To breach the sub-1nm threshold, IBM’s research division moved away from traditional horizontal layouts to pioneer a proprietary three-dimensional transistor design called “Nanostack.”

Instead of laying transistors flat across the silicon substrate, the Nanostack architecture stacks them vertically in three dimensions. This structural shift allows IBM to fit exponentially more computing components into the exact same volume of space.

“With our new nanostack architecture, we’re not just making smaller transistors, we’re reinventing how chips are built to deliver dramatically more power and energy efficiency,” explained Jay Gambetta, Director of IBM Research.

IBM projects that the 0.7nm node will pack nearly 100 billion transistors onto a surface roughly the size of a fingernail. This represents twice the transistor density of IBM’s own 2nm test chip unveiled in 2021.
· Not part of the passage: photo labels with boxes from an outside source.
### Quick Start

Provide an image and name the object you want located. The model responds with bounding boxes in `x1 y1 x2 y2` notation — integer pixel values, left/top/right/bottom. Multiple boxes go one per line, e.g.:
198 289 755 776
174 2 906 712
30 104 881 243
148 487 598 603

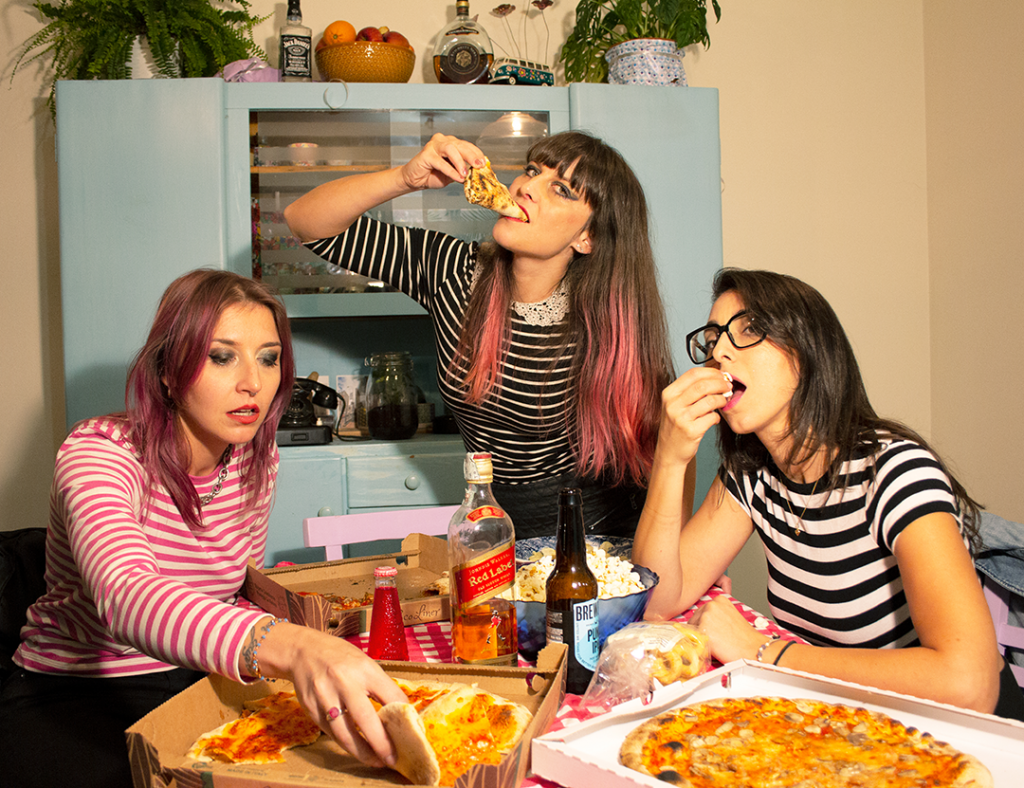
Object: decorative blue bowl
515 536 657 662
According to laboratory metrics, the node is capable of delivering two distinct operational advantages depending on how the silicon is optimized:

See also

  • Performance Mode: Offers up to a 50% increase in processing speeds over previous generation standards.
  • Efficiency Mode: Yields up to a 70% reduction in energy consumption, a critical metric for power-hungry modern data centres.

This breakthrough significantly bolsters IBM’s position as a foundational research house competing against foundry giants TSMC and Intel. The announcement follows closely on the heels of Intel moving its 1.8nm “18A” manufacturing process into risk production—the final testing phase required before commercial fabrication begins.

IBM anticipates that commercial production for its 0.7nm chips could begin within the next five years. While the company has historically licensed its high-end chip blueprints to global manufacturers like Samsung and Japan’s Rapidus to bring its designs to market, it has not yet named an official manufacturing partner for this specific 7-angstrom technology.